Akebi is a middle school girl who wants to wear her sailor uniform to school and make lots of friends. She's an outgoing, friendly, lovely, and beautiful young girl who spends all her time at school making friends with her classmates, learning more about them, and helping them to overcome issues. She doesn't do that by heavy-handedly trying to psychoanalyze them, she just... is their friend, and it's her friendship that's healing to them. Her world is bright and beautiful, the music is amazing, everything about this anime is beautiful and lovely and cheerful, and if it weren't for one thing, it would be absolutely perfect.

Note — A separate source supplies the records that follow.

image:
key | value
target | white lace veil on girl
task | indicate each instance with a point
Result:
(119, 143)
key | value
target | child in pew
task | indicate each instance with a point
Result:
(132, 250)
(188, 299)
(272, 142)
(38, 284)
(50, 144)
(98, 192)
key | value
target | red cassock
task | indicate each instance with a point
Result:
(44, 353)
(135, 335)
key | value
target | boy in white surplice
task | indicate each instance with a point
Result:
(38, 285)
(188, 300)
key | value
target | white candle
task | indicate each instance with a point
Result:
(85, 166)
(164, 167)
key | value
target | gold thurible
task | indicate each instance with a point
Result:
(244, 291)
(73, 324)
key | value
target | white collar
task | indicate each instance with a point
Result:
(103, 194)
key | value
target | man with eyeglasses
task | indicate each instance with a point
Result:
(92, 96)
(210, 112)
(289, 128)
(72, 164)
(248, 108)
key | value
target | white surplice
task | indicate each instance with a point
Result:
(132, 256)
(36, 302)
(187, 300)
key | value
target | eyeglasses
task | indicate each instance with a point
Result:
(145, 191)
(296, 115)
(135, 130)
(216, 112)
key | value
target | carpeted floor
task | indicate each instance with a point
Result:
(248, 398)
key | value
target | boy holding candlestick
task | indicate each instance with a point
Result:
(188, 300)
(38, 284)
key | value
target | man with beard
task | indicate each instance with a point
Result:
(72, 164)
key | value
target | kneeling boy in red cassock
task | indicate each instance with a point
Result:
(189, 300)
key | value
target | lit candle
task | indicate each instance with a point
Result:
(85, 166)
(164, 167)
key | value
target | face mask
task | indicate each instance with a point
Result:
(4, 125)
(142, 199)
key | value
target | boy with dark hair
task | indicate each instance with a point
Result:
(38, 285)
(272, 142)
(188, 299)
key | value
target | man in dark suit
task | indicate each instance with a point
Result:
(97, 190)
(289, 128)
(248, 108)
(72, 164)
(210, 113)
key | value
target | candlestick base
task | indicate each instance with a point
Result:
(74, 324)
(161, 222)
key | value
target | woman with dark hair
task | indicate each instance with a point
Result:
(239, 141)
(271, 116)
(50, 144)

It's an anime about friendship, and the healing power of friendship.

It's also got an amazing amount of highly specific fanservice.

The thing about this anime is that the fanservice is ambiguous. There's nothing about it that pops out at you, and you'll say "that was awful, I'm not watching this!". No, it's far more subtle than that. Two people can look at the same fanservice and take two completely different interpretations from it, one a lot more wholesome than the other. This wouldn't be a problem except this appears to be absolutely deliberate. It pulls right up to the line, and only just *barely* crosses it, if at all. In fact, it's almost masterful how well they sidle right up to that line. Even after watching all twelve episodes and enjoying the *heck* out of it, I wasn't exactly sure how to feel about it. Did I just watch a wholesome anime that celebrates friendship, adolescence and femininity, or did I watch a fetishistic, fanservicey mess that focuses on thirteen or fourteen year old middle school girls? The truth is, I *still* am not quite sure which of those I watched. Because it's so ambiguous, I decided to choose the more wholesome interpretation, but I don't blame anyone for, well, not.

It's actually rather a shame, because without these elements it would be a far better anime. It also wouldn't have the same beautiful atmosphere as it currently does because some of these quasi-innocent elements are core to the personality of this anime.

This was an amazing anime. It really was. It's beautiful, it's well made, the world it creates and pulls you into is bright, happy, and cheerful. And it left me feeling this really weird combination of "iyashikeied" and a bit unsettled.

To this day, I still don't know if it's Yuri. And that, right there, encapsulates the ambiguity that pretty much defines this anime.

So, for that reason, even though I personally rated it highly, I'm rating this "mixed feelings", because it's polarizing. Either you see it as containing implied quasi-innocent adolescent exploration, or as fetishizing early teenage girls. I can't predict which you'll take away from it. So... watch at your own risk, but if you can set all that aside, this is an absolutely beautiful anime that you won't regret watching.